Technical Skills-An Organizational Model
I believe that ultimate leadership is not possible without the technical skill required to do a particular job. As I explained to my son, his lack of being picked for a trip to DC to study governmental leadership should not make him feel he can’t lead. Instead, he needs to realize that there are multiple arenas that require leadership skills. I assured him that I would easily follow him on a trip in the mountains but maybe not a trip to the moon. This does not mean he is not a leader, it simply means that he has more technical skills in the mountains than he does with space travel. My son at the age of 12 already was learning the technical skills of surviving in the mountains. He knew how to build a fire without matches and how to make a shelter and had some basic compass skills. If we ever had an accident in the mountains, I knew I could count on him to lead us to safety. So the arena of leadership makes a difference.
When I think about basketball leadership, it is obvious that players won’t want to follow a great senator into battle.
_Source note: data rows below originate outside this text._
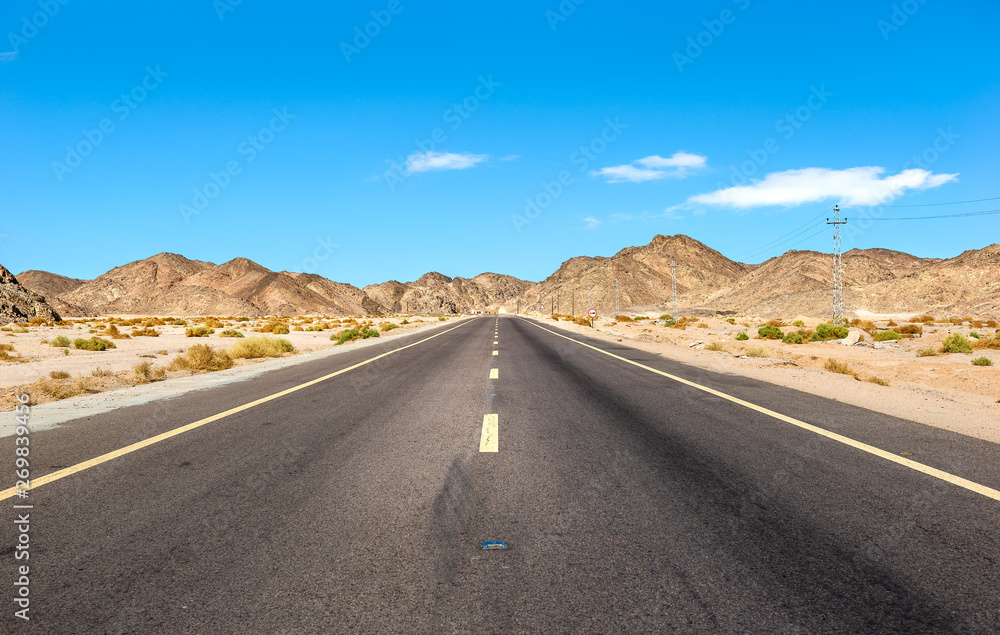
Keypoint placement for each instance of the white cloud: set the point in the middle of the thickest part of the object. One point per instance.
(655, 167)
(433, 161)
(862, 186)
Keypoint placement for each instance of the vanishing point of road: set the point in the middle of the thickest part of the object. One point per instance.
(633, 493)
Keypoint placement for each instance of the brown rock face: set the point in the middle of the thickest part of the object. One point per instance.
(17, 304)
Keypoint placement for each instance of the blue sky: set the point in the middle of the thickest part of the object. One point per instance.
(471, 137)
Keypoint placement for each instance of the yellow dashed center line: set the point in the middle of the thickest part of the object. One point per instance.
(972, 486)
(104, 458)
(489, 441)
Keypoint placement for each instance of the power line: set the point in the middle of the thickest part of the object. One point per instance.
(798, 231)
(988, 212)
(974, 200)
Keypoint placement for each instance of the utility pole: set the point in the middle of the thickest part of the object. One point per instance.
(838, 271)
(673, 285)
(617, 310)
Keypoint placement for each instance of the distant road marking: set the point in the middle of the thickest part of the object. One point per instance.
(104, 458)
(972, 486)
(488, 442)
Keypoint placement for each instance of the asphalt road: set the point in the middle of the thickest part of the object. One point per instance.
(629, 503)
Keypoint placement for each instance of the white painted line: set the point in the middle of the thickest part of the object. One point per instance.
(489, 441)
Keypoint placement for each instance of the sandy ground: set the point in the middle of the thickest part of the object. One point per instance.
(90, 372)
(945, 391)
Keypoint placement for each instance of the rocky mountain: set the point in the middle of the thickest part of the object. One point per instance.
(51, 286)
(437, 293)
(644, 277)
(795, 283)
(18, 304)
(170, 284)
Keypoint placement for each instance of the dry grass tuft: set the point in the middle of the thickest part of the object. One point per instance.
(834, 366)
(145, 373)
(259, 346)
(202, 358)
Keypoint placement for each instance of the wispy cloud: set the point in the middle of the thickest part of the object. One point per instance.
(852, 186)
(593, 223)
(653, 168)
(436, 161)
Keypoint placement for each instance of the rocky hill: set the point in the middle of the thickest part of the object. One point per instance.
(18, 304)
(795, 283)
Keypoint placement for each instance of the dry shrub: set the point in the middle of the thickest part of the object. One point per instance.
(145, 373)
(5, 354)
(202, 358)
(113, 332)
(834, 366)
(62, 388)
(255, 347)
(987, 342)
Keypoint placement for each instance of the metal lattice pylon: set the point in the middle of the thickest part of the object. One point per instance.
(838, 271)
(673, 286)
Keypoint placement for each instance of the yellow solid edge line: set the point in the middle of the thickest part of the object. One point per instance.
(972, 486)
(104, 458)
(489, 441)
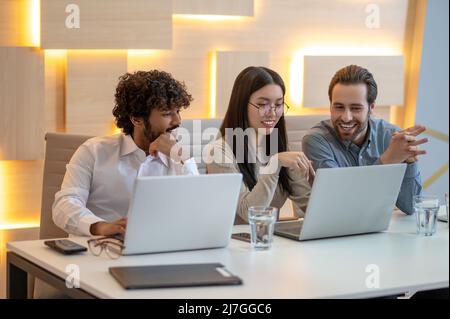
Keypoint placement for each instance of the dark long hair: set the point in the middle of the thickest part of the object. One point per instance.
(247, 82)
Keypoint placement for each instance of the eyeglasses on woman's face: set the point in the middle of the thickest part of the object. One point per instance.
(266, 108)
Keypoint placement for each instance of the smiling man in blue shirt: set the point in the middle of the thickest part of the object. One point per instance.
(353, 138)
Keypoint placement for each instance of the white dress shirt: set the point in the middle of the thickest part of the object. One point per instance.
(99, 181)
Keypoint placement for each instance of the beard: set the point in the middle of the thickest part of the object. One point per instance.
(359, 129)
(152, 135)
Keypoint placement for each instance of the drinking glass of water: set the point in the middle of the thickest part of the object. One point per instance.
(426, 209)
(262, 223)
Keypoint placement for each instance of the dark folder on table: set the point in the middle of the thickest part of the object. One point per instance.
(165, 276)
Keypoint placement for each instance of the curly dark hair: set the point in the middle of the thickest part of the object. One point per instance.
(138, 93)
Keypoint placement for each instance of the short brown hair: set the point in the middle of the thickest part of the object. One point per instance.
(138, 93)
(354, 74)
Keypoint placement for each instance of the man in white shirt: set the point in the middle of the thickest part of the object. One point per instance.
(99, 179)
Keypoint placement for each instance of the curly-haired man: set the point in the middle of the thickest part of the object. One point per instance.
(99, 179)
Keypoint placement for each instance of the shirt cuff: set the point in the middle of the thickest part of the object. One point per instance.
(412, 170)
(84, 225)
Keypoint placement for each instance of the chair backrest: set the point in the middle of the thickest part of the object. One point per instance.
(60, 148)
(58, 152)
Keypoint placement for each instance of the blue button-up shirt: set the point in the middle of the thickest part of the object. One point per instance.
(325, 149)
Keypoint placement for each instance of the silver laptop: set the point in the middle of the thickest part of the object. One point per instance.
(174, 213)
(348, 201)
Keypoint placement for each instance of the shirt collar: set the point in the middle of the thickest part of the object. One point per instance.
(164, 159)
(128, 145)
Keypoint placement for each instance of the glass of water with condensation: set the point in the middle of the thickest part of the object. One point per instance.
(426, 209)
(262, 223)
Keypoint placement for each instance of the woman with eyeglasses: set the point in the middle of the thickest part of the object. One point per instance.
(253, 141)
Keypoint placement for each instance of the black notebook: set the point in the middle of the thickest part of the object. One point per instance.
(165, 276)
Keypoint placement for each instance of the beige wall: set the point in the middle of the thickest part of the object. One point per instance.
(280, 28)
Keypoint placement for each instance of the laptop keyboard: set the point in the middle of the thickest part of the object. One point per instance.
(289, 227)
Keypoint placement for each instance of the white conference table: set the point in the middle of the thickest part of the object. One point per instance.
(326, 268)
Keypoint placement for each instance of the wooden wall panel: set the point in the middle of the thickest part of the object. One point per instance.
(91, 84)
(107, 24)
(388, 72)
(21, 104)
(55, 79)
(20, 201)
(214, 7)
(229, 65)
Senators don’t likely have the technical skills for the job. Likewise, there aren’t any surgeons who were chosen to lead their surgical team based on their basketball playing ability. While all leaders across multiple arenas may need to have acquired similar skills such as listening skills and organizational skills, one of the most basic skills is still the technical skill you need in a specific arena. The captain of the team in most cases is the best senior player. The Coach of the team is someone who has coached basketball for years, starting as a low level assistant and rising in the ranks. The same is true for administrators who only rise in the ranks of leadership based on what skills they have developed as low level administrators. At some point, as technical skills begin to accrue and become more polished, other skills begin to develop. Some of those skills like interpersonal skills may have already been in place for years, but all skills become better in time if one works on them. In this way, it can be seen how leadership is a process and, as the saying goes, that leaders are made, not born.
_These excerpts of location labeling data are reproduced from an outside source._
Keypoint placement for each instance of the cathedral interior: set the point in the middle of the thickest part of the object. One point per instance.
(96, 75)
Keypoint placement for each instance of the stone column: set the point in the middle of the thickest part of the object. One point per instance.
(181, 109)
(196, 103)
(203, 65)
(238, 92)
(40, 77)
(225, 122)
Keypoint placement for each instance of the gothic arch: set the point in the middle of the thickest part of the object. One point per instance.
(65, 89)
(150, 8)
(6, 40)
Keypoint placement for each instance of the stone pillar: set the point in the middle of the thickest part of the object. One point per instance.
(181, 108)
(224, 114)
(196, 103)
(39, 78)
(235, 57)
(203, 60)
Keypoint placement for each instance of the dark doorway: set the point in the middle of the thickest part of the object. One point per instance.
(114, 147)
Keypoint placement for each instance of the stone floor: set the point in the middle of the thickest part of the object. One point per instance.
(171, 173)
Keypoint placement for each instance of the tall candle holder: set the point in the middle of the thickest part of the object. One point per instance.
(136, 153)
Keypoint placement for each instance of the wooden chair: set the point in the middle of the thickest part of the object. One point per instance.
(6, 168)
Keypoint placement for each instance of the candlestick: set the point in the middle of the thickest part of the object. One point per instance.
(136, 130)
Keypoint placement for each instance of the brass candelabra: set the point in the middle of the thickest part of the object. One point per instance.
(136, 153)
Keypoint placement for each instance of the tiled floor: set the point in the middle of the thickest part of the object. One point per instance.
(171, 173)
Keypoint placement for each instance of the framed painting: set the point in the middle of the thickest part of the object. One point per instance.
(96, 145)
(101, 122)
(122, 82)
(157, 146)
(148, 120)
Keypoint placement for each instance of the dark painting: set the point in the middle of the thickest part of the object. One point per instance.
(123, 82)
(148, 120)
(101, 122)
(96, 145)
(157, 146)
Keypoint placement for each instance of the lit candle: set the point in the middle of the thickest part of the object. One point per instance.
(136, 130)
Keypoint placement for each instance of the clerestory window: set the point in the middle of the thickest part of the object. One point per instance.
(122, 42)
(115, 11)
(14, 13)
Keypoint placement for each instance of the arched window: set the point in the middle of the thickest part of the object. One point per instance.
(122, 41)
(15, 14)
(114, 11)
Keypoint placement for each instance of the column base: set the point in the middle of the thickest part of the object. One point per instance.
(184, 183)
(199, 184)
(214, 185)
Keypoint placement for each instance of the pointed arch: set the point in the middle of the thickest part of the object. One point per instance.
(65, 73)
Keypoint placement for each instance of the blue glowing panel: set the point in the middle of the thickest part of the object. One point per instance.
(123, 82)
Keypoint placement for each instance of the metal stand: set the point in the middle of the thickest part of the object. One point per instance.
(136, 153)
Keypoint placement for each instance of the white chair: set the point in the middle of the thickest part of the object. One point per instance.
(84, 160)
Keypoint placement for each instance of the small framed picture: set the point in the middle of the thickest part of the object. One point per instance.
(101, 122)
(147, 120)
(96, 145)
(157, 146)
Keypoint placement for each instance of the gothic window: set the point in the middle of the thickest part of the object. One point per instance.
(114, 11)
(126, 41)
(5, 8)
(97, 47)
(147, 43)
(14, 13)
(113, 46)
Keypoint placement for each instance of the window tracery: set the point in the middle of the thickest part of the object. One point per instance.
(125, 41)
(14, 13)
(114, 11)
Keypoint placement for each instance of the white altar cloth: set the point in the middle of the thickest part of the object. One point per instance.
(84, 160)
Servant Leadership- A Church Model.
All priests and nuns go through a basic formation process that prepares them for their job as do most laypeople that are in a leadership position. Not all laypeople are put through a formational process in their lives as servants of the church, but many have been in formative processes that give them leadership skills. For most people, however, the best leadership school is that of learning how to serve. Not that servant leadership is void of all formal training or of any technical skill, but because this is probably the most basic leadership skill, that of becoming a servant. The more we serve others, the more we lead, not only by our example but by the way learn to anticipate others’ needs. Leading by example and leading by anticipating are two huge leadership skills because ultimately, they give followers the tools that are needed to do their jobs.
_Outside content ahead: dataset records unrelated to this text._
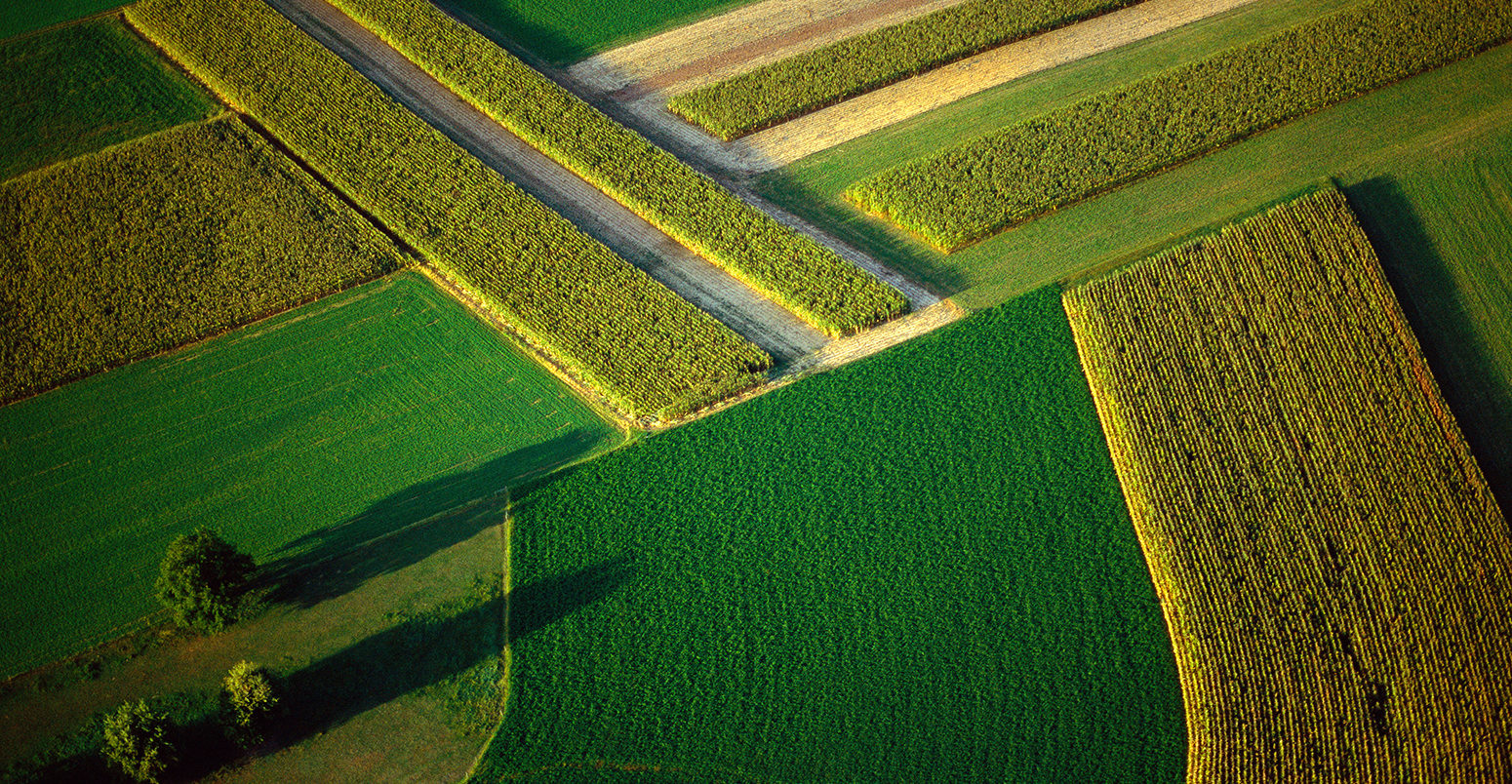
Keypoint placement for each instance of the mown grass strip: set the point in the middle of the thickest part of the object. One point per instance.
(1333, 566)
(611, 325)
(800, 274)
(780, 91)
(154, 244)
(82, 88)
(967, 192)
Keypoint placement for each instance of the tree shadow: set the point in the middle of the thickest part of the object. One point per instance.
(1457, 355)
(406, 528)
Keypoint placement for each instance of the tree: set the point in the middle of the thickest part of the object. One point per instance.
(250, 693)
(203, 580)
(137, 739)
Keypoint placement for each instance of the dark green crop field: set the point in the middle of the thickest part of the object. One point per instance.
(568, 30)
(299, 437)
(85, 87)
(913, 568)
(26, 16)
(164, 241)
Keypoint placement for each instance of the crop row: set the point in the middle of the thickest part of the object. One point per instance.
(1333, 564)
(780, 91)
(646, 349)
(962, 194)
(157, 242)
(800, 274)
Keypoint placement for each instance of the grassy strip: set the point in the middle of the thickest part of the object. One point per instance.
(159, 242)
(610, 324)
(895, 582)
(780, 91)
(800, 274)
(82, 88)
(299, 437)
(959, 195)
(1333, 568)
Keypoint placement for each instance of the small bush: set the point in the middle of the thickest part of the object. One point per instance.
(137, 740)
(203, 579)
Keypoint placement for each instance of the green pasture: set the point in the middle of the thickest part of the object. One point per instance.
(85, 87)
(566, 30)
(1443, 228)
(24, 16)
(913, 568)
(1358, 139)
(299, 439)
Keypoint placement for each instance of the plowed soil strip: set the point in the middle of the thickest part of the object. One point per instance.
(690, 275)
(738, 41)
(783, 143)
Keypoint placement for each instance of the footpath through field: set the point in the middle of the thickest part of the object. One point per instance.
(742, 40)
(690, 275)
(802, 137)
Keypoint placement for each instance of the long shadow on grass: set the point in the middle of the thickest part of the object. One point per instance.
(407, 528)
(1431, 301)
(389, 665)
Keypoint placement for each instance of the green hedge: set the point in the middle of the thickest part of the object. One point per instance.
(800, 274)
(775, 93)
(967, 192)
(164, 241)
(605, 321)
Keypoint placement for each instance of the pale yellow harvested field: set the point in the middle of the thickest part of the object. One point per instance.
(1335, 572)
(792, 26)
(857, 117)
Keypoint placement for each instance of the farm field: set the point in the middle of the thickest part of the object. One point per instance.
(805, 277)
(298, 437)
(101, 274)
(82, 88)
(396, 676)
(813, 80)
(1364, 137)
(563, 30)
(1331, 561)
(26, 16)
(850, 579)
(1445, 234)
(608, 324)
(964, 194)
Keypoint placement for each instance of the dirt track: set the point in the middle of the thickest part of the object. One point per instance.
(753, 316)
(857, 117)
(741, 40)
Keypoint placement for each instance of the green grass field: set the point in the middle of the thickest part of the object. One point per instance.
(85, 87)
(26, 16)
(563, 30)
(1358, 139)
(1443, 230)
(913, 568)
(162, 241)
(298, 437)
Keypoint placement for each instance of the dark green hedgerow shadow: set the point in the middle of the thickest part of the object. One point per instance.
(407, 528)
(363, 676)
(1434, 305)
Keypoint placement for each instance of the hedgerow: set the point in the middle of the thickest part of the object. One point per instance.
(967, 192)
(800, 274)
(775, 93)
(610, 324)
(154, 244)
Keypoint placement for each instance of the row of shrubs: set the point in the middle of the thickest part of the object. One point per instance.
(780, 91)
(800, 274)
(611, 325)
(967, 192)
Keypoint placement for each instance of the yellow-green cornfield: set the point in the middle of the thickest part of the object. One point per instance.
(607, 322)
(1335, 572)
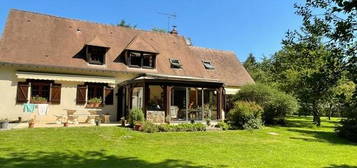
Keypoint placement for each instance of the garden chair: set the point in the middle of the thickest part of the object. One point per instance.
(71, 118)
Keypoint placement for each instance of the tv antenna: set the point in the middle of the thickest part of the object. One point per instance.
(169, 17)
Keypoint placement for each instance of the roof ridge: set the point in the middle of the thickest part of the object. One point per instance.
(214, 49)
(92, 22)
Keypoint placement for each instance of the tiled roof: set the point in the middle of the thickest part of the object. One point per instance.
(32, 38)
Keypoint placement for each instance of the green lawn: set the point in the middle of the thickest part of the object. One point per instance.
(298, 145)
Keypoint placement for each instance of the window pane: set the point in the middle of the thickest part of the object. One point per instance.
(210, 104)
(135, 58)
(208, 65)
(41, 89)
(96, 54)
(175, 63)
(178, 104)
(137, 97)
(194, 107)
(95, 91)
(156, 101)
(148, 60)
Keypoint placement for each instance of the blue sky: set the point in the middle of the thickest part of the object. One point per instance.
(241, 26)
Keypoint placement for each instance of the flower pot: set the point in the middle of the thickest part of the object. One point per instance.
(93, 105)
(4, 124)
(31, 125)
(138, 127)
(97, 123)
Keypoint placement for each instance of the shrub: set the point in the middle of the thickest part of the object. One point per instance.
(245, 115)
(348, 128)
(276, 104)
(279, 107)
(184, 127)
(222, 125)
(164, 128)
(135, 115)
(150, 127)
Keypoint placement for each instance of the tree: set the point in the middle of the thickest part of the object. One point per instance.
(259, 70)
(336, 21)
(122, 23)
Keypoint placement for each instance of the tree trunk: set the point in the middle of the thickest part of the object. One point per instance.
(316, 115)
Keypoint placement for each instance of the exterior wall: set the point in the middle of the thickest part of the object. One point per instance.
(11, 110)
(231, 90)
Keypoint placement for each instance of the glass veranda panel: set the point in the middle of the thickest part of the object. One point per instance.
(210, 104)
(137, 97)
(178, 104)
Collective Leadership- An Athletic Model
So if the first skills that you have to have in order to lead are the technical skills required of someone who is accomplished in their given leadership arena and the second skill is that of a servant, than the third skill is learning to lead from within. Athletes, Coaches, Administrators, and Trainers don’t lead from outside of an organization, they lead from within it. They are involved leaders who always ask the question, what is the best thing I can give to this team? They aren’t just upper echelon management that leads by pointing at people and delegating. They are people who are trying to find a way to provide needed tools to the team they are involved with. They may do this in different ways however; coaches scout opponents, administrators find money to pay for scholarships, and trainers make people better so they can play and not just sit on the bench. While all of these people may have a different role, they still lead from within. When you have multiple people leading from within, you end up with collective leadership. Too often, we think of leaders as individuals and not groups. We shy away from “leadership roles” because we are not comfortable giving assignments to others. The truth of the matter though is that we are all called to lead, it is just a matter of degree. We are all called to follow as well. And sometimes, the best leaders are those who happen to have the best followers on their team. Thus Collective Leadership is a way in which we lead and follow at the same time.
The bottom line here is that the basis of leadership has very little to do with being a born leader. The basis of leadership is a formation that starts with a desire to lead followed by a never ending life of servitude, then the development of a technical skill set for the arena you want to lead in and finally by the development of other skills (most notably an attitude of collective leadership) that make one a more accomplished leader.